Mis tulipanes están marchitos y resecos. Me dieron tres flores cuyos pétalos se deshicieron como pergamino por el sol abrasador y el único consuelo que tengo es que ya se vino la época de ir a nadar sin temor de pescar un resfriado cuando uno sale de la piscina con la calva toda empapada.
Y es en medio del bochorno que decido poner una película para pasar las últimas horas de la tarde, ese rato en que el sol incendia la parte trasera de mi casa y el único lugar en el que se puede sobrevivir es en el sofá de la sala.
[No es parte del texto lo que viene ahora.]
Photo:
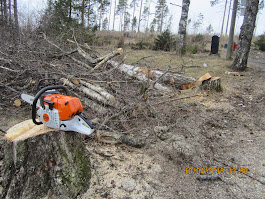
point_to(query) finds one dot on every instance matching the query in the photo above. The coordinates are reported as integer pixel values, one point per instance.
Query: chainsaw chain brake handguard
(39, 94)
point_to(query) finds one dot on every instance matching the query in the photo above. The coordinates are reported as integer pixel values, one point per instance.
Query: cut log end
(212, 84)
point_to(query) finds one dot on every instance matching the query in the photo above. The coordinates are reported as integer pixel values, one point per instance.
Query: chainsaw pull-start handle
(43, 90)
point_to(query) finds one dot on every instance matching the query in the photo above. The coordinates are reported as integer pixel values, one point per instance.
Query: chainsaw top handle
(43, 90)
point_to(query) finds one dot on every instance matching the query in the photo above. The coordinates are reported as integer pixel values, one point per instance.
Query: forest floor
(222, 132)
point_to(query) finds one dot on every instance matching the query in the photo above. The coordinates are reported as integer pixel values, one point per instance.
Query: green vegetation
(164, 41)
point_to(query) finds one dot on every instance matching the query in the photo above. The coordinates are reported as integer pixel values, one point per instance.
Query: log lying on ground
(109, 137)
(145, 74)
(52, 165)
(25, 130)
(210, 83)
(100, 90)
(91, 93)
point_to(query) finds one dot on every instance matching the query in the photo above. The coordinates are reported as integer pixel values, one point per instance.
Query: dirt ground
(221, 132)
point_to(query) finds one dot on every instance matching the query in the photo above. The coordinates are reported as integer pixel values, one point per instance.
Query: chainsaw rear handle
(34, 108)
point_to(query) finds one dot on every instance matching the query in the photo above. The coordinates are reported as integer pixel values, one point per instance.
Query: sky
(211, 15)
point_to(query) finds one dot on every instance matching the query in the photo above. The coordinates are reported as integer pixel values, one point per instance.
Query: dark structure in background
(215, 45)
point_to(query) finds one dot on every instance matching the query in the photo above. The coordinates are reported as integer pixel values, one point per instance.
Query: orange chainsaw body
(67, 106)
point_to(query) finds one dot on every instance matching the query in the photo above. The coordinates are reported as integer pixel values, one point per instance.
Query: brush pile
(118, 98)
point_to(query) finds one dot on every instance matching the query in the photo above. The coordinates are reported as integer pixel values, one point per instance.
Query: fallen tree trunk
(144, 74)
(54, 165)
(100, 90)
(91, 93)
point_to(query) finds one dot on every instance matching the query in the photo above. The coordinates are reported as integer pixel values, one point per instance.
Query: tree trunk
(5, 12)
(140, 13)
(114, 14)
(232, 29)
(181, 43)
(143, 74)
(10, 13)
(16, 16)
(227, 22)
(83, 13)
(53, 164)
(223, 19)
(245, 37)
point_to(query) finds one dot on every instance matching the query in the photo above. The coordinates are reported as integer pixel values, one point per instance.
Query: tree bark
(181, 43)
(53, 164)
(16, 16)
(82, 15)
(140, 14)
(245, 37)
(144, 74)
(232, 29)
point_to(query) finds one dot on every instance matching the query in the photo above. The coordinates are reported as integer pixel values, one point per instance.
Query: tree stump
(213, 83)
(54, 164)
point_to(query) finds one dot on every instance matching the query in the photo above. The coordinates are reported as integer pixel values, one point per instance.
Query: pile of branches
(119, 99)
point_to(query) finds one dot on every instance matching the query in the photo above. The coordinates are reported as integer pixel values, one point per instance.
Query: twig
(16, 71)
(174, 99)
(3, 131)
(168, 68)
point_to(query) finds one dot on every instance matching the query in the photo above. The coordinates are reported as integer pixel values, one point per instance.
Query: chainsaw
(58, 111)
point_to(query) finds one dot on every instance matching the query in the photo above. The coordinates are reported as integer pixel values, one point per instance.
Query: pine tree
(246, 34)
(146, 14)
(103, 7)
(181, 43)
(133, 5)
(121, 10)
(105, 23)
(161, 11)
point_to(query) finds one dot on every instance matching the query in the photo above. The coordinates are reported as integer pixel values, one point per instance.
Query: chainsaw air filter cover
(67, 106)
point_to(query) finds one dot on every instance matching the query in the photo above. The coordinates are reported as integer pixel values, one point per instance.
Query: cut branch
(87, 91)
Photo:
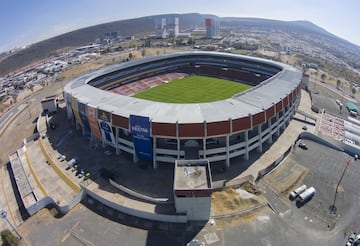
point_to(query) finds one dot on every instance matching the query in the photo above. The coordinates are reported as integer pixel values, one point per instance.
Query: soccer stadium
(130, 108)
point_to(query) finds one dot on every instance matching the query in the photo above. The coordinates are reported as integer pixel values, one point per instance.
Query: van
(72, 162)
(297, 192)
(307, 194)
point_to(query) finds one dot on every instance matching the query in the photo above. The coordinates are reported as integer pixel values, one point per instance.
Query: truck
(297, 192)
(307, 194)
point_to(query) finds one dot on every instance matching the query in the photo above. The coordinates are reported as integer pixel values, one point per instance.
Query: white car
(107, 152)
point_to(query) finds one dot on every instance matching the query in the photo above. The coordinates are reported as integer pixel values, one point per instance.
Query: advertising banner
(82, 113)
(140, 131)
(67, 99)
(107, 133)
(93, 123)
(75, 108)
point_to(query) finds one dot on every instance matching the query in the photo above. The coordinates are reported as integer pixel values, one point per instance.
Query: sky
(23, 22)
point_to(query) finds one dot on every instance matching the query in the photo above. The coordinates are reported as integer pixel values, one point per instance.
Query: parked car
(107, 152)
(351, 239)
(82, 173)
(303, 146)
(295, 193)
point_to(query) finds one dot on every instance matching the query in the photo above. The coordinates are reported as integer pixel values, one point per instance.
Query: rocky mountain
(298, 30)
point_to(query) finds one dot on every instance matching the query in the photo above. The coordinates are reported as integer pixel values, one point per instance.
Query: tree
(31, 87)
(9, 239)
(338, 83)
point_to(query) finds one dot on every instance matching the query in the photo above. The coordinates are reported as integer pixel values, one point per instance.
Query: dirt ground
(230, 201)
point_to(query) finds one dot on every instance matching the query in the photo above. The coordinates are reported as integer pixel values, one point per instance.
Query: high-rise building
(164, 33)
(212, 28)
(176, 26)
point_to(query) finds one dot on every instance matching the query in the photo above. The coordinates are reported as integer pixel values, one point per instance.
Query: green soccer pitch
(193, 89)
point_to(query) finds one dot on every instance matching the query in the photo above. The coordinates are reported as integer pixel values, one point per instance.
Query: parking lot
(320, 167)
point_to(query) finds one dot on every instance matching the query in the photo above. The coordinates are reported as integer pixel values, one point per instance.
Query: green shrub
(9, 239)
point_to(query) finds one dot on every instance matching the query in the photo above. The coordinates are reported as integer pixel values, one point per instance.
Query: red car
(303, 146)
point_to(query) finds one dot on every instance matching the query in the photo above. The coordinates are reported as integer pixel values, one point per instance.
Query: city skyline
(24, 23)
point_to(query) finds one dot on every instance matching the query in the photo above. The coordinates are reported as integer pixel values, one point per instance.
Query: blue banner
(140, 131)
(82, 112)
(106, 132)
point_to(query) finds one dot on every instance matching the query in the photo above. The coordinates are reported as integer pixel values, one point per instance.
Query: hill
(300, 30)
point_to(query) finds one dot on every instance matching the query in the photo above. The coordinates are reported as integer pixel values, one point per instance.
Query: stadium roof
(248, 102)
(351, 106)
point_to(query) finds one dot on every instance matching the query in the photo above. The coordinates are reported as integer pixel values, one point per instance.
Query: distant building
(49, 104)
(212, 28)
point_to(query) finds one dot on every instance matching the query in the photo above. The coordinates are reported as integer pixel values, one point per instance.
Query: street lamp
(333, 207)
(3, 215)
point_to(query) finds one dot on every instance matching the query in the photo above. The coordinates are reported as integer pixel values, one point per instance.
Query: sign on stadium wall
(140, 131)
(107, 133)
(75, 109)
(67, 99)
(93, 122)
(103, 115)
(82, 113)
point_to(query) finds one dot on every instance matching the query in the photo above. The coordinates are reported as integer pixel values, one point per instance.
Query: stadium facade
(165, 132)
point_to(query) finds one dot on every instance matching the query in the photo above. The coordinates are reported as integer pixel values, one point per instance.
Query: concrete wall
(196, 208)
(46, 201)
(136, 212)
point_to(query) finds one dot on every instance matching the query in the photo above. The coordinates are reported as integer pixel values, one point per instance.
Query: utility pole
(333, 207)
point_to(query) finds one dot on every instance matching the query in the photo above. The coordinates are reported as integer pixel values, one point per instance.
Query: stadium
(103, 105)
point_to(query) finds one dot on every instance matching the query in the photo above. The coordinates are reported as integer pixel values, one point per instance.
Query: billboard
(67, 99)
(140, 131)
(82, 113)
(93, 123)
(104, 120)
(75, 108)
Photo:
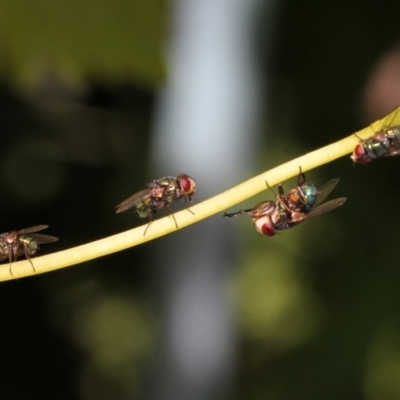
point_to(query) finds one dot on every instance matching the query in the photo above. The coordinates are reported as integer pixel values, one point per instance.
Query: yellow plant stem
(214, 205)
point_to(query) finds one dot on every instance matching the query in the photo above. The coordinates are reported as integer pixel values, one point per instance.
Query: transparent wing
(43, 238)
(32, 229)
(325, 190)
(133, 200)
(259, 210)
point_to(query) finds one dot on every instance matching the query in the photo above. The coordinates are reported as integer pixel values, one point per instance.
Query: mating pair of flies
(302, 202)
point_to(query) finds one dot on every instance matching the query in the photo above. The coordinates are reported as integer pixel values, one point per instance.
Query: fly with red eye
(23, 242)
(301, 203)
(160, 194)
(384, 143)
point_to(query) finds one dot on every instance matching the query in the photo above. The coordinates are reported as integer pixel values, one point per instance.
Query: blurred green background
(316, 308)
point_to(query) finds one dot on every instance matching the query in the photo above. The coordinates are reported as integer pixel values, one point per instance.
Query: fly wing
(323, 208)
(32, 229)
(133, 200)
(325, 190)
(44, 238)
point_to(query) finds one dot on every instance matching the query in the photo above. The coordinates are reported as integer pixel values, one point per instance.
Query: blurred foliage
(111, 41)
(317, 305)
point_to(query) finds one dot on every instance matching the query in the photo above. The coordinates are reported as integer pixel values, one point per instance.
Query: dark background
(322, 322)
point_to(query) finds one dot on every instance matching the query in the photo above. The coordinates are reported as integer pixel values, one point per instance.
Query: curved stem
(214, 205)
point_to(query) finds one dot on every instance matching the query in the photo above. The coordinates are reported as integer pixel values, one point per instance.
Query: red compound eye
(264, 226)
(359, 151)
(188, 184)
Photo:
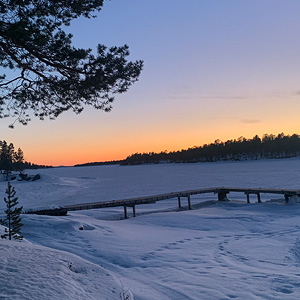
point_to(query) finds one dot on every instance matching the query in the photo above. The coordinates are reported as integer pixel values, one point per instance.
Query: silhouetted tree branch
(48, 75)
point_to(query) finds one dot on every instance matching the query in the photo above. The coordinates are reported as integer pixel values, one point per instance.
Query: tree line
(269, 146)
(11, 160)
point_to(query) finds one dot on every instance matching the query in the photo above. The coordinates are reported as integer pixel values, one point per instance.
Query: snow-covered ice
(229, 250)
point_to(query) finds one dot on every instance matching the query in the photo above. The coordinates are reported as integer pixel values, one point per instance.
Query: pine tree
(6, 158)
(13, 219)
(19, 160)
(49, 74)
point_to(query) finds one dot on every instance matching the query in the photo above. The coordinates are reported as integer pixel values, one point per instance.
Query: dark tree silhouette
(270, 146)
(12, 219)
(48, 74)
(6, 158)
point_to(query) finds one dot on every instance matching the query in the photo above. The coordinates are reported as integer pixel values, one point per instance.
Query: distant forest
(11, 160)
(269, 146)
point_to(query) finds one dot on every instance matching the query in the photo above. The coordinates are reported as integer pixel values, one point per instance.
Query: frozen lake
(72, 185)
(216, 251)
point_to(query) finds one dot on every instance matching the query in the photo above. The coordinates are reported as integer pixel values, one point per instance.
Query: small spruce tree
(13, 219)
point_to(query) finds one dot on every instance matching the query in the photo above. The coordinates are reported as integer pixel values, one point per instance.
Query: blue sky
(213, 70)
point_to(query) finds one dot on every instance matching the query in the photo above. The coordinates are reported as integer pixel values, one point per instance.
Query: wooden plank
(221, 191)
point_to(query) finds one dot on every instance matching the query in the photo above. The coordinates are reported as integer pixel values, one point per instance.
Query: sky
(213, 69)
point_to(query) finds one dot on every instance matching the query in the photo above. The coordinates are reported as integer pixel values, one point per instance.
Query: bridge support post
(287, 198)
(222, 196)
(189, 201)
(248, 197)
(258, 198)
(179, 202)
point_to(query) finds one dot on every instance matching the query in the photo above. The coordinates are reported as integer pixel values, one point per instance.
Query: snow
(229, 250)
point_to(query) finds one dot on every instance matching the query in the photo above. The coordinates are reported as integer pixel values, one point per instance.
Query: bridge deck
(132, 202)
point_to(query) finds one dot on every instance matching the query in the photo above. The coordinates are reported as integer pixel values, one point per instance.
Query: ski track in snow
(216, 251)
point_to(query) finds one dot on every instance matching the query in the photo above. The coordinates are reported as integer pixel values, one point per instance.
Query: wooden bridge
(132, 202)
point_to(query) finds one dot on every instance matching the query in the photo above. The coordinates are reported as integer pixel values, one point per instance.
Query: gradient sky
(214, 69)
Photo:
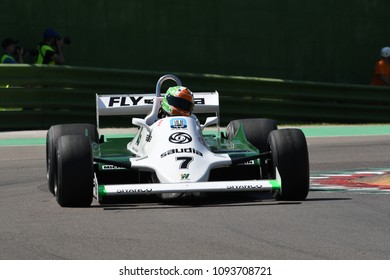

Escojo La Batalla de Argel, una película filmada como si fuera un documental que narra el surgimiento y derrota, gracias a torturas atroces por parte del ejército francés, del Frente de Liberación Nacional de Argelia. Una especie de Zero Dark Thirty, sin los efectos especiales ni la grandilocuencia o la moralina que suele acompañar a las películas gringas.
Hasta ayer, la guerra de Argel evocaba dos cosas para mí. A mi padre contándome cómo mis abuelos decidieron volver a la miseria en España, luego de tener un relativamente buen pasar en Argelia, cuando un tendero árabe puso la cabeza decapitada de un europeo sobre el mostrador, un poco para contarle a la clientela cómo más o menos estaba la cosa. Y por otro lado, la obsesión de uno de mis primeros jefes sobre cómo en la Escuela de Guerra en París Benedicto Lucas había aprendido de los franceses las mañas de la tierra arrasada y las masacres.
Ayer me quedaron un poco más claras ambas cosas y una más. Hacia el final de la película, cuando ya los franceses le habían roto el espinazo a la insurgencia, el jefe de los militares da una conferencia de prensa y los periodistas le preguntan sobre los métodos utilizados para desbaratar a los insurgentes y el uso de la tortura como herramienta para obtener información de la gente que iban capturando. Entre paja y paja el hombre admite que sí, que sí torturaron a la gente, y añade que quizá esa no debería ser la pregunta. “La pregunta es si France debería estar en Argelia”, dice ya medio encabronado.
Al final de cuentas, supongo que mientras los académicos del derecho debaten si hubo o no hubo genocidio, si decir que es genocidio es un recurso legal para burlar el subterfugio de las leyes de amnistía y la prescripción de los delitos y aún poder juzgarlos, mientras se determina si el testigo vale o no y si se puede o no apuntalar un caso con un tipo que habla con la cara tapada en Skype, para mí la pregunta es otra.
La pregunta es si “Francia debería estar en Argelia”, si vale la pena el costo que tiene determinada empresa.
La pregunta es, al final de cuentas, cuántos muertos son suficientes muertos para mantener el estado de las cosas. En qué momento se traza la línea y se dice: “Hasta aquí, esto ya no estoy dispuesto a hacerlo”.
Quizá esa sería una buena pregunta para los acusados. ¿Será que alguna vez se plantearon en qué momento ya no era moralmente sostenible –al menos desde su punto de vista– continuar con la matanza?
O mejor aún, quizá los acusados deberían interpelarle a usted. ¿A usted en qué le beneficiaron las masacres? ¿Qué intereses suyos le protegieron? ¿Está de acuerdo con el costo?
Porque al final de cuentas, no deja de ser una victoria para quienes les persiguen ver a los acusados con los audífonos en la oreja (en una versión posmoderna de los juicios a los nazis) escuchando a las víctimas relatar los horrores vividos.
Pero ellos son solo dos de miles, de cientos de miles de guatemaltecos que estuvieron de acuerdo en que el precio de defender sus intereses, su forma de vida, su concepción del universo valía lo suficiente en términos de vidas humanas como para ni siquiera hacer cuentas de cuánto iba a costar.